Given the numerous roadblocks, Salesforce Developers often spend a lot of time worrying about how to prove they know their craft. Some focus on certs, others build side projects, and many spend hours preparing for technical interview questions in the hope of demonstrating their expertise.
But according to Salesforce MVP, author, and hiring manager Paul Battisson, many developers may be preparing for the wrong test entirely. While many candidates might assume interviews are designed to assess how much they know, Paul mentioned that experienced hiring managers are usually looking for something else – how a developer approaches a problem when they immediately don’t know the answer. We spoke with Paul to take a closer look at how developers can navigate this.
The Best Candidates Can Explain Their Trade-Offs
According to Paul, experienced interviewers are rarely looking for candidates to recite platform facts from memory, but are trying to better understand how a developer approaches a problem, evaluates their options, and justifies their decisions.
“A good sign someone knows what they’re doing is if they walk through a design question with whys and explanations,” he explained. “For example, we have used this pattern or this piece of technology for these reasons. Here are the benefits and trade-offs for this, but I think it is the most appropriate for this use case because…”
As most Salesforce development decisions are rarely black and white, the emphasis on those trade-offs becomes really important. There are often multiple ways to solve issues, each with different implications for scalability, security, or user experience.
Paul recalled one interview question he frequently used around roll-up summaries and Salesforce’s platform architecture, where the actual goal was never to see whether a candidate immediately knew the answer. One candidate, for example, initially got the question wrong, but continued exploring different possibilities, responding to prompts, and explaining their reasoning throughout the discussion. Eventually, they arrived at the correct conclusion.
He also mentioned that another candidate simply answered, “Because Salesforce says so.” And while the answer itself wasn’t the issue, the inability to explain the reasoning behind it was.
“I would probe them and say, ‘well what about this?’” Paul explained. “The first candidate was willing to talk through their thinking. The second wasn’t.”
For hiring managers, this is an important approach that demonstrates how they are likely to approach unfamiliar challenges once they’re actually on the job, beyond just knowing a particular feature or platform behavior.
Why Technical Reasoning Is Becoming More Valuable
What makes Paul’s valuable advice interesting is that it extends beyond just an interview – the ability to explain technical decisions clearly is increasingly becoming a core part of the Salesforce Developer role itself. While these qualities are often grouped under the banner of “soft skills”, they’re also deeply technical skills in their own right.

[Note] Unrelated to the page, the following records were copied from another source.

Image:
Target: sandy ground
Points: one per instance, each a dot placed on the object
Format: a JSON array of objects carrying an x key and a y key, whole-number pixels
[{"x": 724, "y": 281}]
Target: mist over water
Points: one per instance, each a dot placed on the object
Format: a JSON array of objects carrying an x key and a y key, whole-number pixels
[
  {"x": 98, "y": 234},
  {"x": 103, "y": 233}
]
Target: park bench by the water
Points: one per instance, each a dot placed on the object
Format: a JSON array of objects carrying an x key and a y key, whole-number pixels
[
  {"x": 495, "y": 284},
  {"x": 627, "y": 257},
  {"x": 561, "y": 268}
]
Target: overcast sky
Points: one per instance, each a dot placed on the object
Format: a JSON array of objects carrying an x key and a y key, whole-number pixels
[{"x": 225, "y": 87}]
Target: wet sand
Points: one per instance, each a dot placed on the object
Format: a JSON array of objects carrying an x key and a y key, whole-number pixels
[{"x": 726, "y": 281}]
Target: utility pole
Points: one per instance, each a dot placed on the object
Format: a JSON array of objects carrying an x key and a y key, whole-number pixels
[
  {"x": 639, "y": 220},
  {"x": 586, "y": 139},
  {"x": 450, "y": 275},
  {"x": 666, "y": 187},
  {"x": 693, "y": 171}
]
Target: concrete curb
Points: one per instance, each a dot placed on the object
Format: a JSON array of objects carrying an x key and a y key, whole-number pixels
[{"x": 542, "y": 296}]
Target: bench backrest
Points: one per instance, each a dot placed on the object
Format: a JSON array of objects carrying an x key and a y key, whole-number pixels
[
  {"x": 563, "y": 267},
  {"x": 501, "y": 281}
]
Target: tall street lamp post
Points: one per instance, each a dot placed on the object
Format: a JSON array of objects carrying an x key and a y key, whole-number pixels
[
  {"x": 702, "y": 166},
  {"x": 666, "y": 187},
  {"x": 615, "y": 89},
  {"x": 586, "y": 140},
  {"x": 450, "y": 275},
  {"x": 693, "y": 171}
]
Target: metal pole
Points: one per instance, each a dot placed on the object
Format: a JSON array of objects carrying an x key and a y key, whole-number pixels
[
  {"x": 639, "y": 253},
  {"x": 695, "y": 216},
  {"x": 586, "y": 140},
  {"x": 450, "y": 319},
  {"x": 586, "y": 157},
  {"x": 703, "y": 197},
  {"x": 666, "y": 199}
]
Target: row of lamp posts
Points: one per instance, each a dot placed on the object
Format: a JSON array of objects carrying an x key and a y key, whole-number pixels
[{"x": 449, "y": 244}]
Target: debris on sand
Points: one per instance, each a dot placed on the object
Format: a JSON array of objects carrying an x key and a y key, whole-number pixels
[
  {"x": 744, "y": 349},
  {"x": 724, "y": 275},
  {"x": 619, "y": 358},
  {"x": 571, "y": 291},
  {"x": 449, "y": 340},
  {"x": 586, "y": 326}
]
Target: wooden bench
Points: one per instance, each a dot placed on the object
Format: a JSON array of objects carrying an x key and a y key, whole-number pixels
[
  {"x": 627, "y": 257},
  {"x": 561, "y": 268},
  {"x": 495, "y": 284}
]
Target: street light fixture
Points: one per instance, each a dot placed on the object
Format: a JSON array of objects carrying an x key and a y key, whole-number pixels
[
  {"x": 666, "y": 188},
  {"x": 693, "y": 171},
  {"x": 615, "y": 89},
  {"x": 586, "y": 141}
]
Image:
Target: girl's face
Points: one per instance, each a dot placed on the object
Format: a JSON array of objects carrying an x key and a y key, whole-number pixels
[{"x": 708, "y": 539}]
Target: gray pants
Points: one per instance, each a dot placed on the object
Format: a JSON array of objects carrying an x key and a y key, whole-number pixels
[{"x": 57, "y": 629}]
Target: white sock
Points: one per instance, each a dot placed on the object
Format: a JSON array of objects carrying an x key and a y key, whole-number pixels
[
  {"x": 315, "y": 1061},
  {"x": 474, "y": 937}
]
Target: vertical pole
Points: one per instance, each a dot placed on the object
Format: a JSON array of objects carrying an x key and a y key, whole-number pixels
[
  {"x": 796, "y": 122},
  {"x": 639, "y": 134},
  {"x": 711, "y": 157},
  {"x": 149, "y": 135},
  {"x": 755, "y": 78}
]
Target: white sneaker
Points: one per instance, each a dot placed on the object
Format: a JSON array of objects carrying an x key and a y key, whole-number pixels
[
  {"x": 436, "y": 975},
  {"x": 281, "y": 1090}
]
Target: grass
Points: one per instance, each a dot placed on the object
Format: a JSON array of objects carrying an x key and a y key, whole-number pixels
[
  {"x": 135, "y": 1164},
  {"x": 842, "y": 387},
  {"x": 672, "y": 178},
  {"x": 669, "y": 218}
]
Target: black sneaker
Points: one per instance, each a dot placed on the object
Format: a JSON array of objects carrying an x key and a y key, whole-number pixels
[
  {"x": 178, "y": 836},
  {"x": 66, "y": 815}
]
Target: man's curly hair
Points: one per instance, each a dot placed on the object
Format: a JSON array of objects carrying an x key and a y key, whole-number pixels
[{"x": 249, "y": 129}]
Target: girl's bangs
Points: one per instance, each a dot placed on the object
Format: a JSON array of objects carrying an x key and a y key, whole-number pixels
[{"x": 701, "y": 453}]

Paul said: “When a customer asks you something, you’ve got to be able to think, well, what should I do? But why should I do that? Is there another way of doing it?”
This thought process becomes more important when developers are reviewing existing solutions or making architectural decisions – as it’s easy to look at a piece of functionality and assume it wasn’t built correctly, but understanding and explaining the context behind why is a more complicated story.
“We like to go into other people’s environments and say, ‘Well, this is ridiculous, why have they built that?’ But what’s actually important is to think, well, why have they done that at the time they’ve done it?”
As we’re all aware, AI is changing the developer landscape massively. Take vibe coding, for example – now very capable of generating code and accelerating delivery (as long as it’s used and governed correctly). With these advancements, it could be the case that developers are being valued less for their ability to produce technical output and more for their ability to apply their judgment.
As Paul put it, “People don’t make bad choices on purpose.” So understanding choices, communicating them clearly, and making informed decisions about the next steps are in themselves valuable skills. And if recent conversations around the evolving Salesforce Developer role are anything to go by, those qualities may only become more important in the years ahead.
Final Thoughts
For Salesforce Developers, the biggest interview mistake may not be lacking certifications, experience, or even the perfect answer to a technical question – it may be assuming that hiring managers are primarily testing what you know rather than how you think.
As Paul’s experiences suggest, the strongest candidates are often the ones willing to explore a problem, explain their reasoning, and justify their decisions. Those qualities are not only really helpful in interviews but increasingly reflect what the role itself demands.